Library News

The Struggle for Equality: A Concise History of European Socialism

Please join us for a Faculty Colloquium with Bill Smalldone (History) who will present his talk titled: “The Struggle for Equality: A Concise History of European Socialism”

European socialism arose in the maelstrom of the industrial and democratic revolutions that transformed Europe after 1750. Striving for sweeping social, economic, cultural, and political change, socialists were a diverse lot, but were generally united by principles asserting the social and political equality of all people, ideas that won the adherence of millions and struck fear in the hearts of their numerous opponents. This textbook shows how, over the course of 200 years, socialists successfully promoted the democratization of European society and a more equitable division of wealth. At the same time, it illustrates how conflicts over the means of achieving their aims divided them into rival “socialist” and “communist” currents, a rift that undercut the struggle against fascism and helped lay the groundwork for Europe’s division during the Cold War. Although for many the end of the Cold War, the Soviet Union’s dissolution, and the rise of neo-liberal ideology pointed to the demise of socialism as a potent political force, recent developments show that such a judgment was premature. The growth of new socialist parties across Europe indicates that socialist ideas remained vibrant in the face of capitalism’s failure to solve chronic social and economic problems even before the onset of the deep global crisis of 2008-2009.

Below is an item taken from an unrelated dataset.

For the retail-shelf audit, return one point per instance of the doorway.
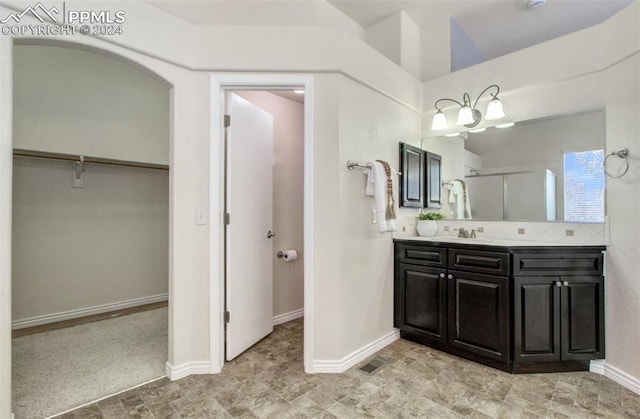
(221, 85)
(265, 155)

Combining an analytical narrative with a selection of primary texts and visual images, this textbook provides undergraduate students with a brief, accessible history of European socialism. It includes a concise overview of how socialist political movements have evolved over time and stresses the rich diversity that characterized socialism’s intellectual and social foundations from its beginning.

The talk will take place on Friday February 15 at 3 p.m. in the Hatfield Room. As usual, cookies and refreshments will be served.